Ferda Boz Güneri
Asırlarca bu topraklar, şehitlerle anıldı,
Yine tarih, dağlarda tekerrür etmekte.
Sarıkamış, Kurtuluş savaşı, Balkan harbi, Kocatepe, Trablusgarp cephesi, Kore, Sakarya Meydan muharebesi,Çanakkale ve Kuzey Irak cephesi.
Analar, düğün dernekle, oğullarına kınalar yakarak ellerine, vatana hizmete gönderir.
Ana kucağından, ata ocağından, asker ocağına.
Mukaddestir vatan, din, bayrak, ezan.Bir canları, bir de vatanları. Gerisi yok, gerisi boş. Önce vatan, önce toprak, yurtsuz, yuvasız olunmazdı.
Yiğit askerim Mehmetçiğim, mert, cesur ve korkusuzdur. İner dağlardan kurt gibi, yıldırım olur, düşmana göz açtırmaz tufan olur!
Hainler, köstebek yuvalarında, dağlarda mağaralara saklanır. İnine çekilmiş uykudaki hayvanat bile, onların bu haline, insanlığından utanır..
Mehmetçik coştumu kimseleri dinlemez,
şehid olmak için asker olur.
Yiğitlerimiz…Ah Mehmetim, her biri bir dağ gibi.

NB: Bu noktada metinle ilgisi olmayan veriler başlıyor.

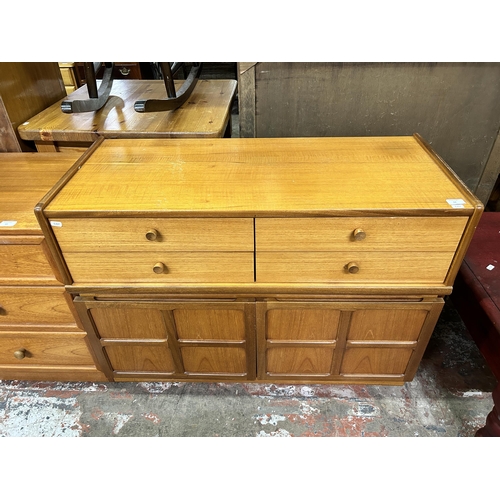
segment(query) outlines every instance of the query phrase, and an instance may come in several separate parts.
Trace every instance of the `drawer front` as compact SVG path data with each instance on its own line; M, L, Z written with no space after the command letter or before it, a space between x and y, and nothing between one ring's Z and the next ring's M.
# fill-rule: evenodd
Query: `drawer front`
M0 287L0 327L74 324L63 287Z
M0 332L0 364L93 366L85 336L85 333Z
M259 251L454 252L467 217L256 219Z
M253 219L52 220L64 252L253 252ZM58 227L59 226L59 227Z
M104 348L116 372L174 374L172 353L164 345L107 345Z
M258 252L260 283L443 283L452 252ZM355 269L357 272L353 273Z
M64 82L64 85L76 85L75 79L73 76L73 71L70 68L59 68L61 70L61 76Z
M65 253L75 283L253 282L251 252Z
M17 244L15 238L9 238L7 244L0 244L0 283L36 281L37 284L59 284L45 256L44 241L35 236L23 237L21 244Z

Gökte kartal, dağda kurt, ovada arslan kesilir, geçtiği her yerleri titretir.
Dökülse Mehmetçiğin bir damla kanı, ecri sevabı çoktur mükafatı.
Şehid olan Hz. Ebu Bekir, Hz. Ömer, Hz. Osman ve Hz. Ali, canını feda edenleri karşılar, Hz. Peygamberle!
Uğruna can vereceği, değeri vatanı, şehadeti getirdi neticesi. Düşmanın gözü kör olsun, kökü kurusun.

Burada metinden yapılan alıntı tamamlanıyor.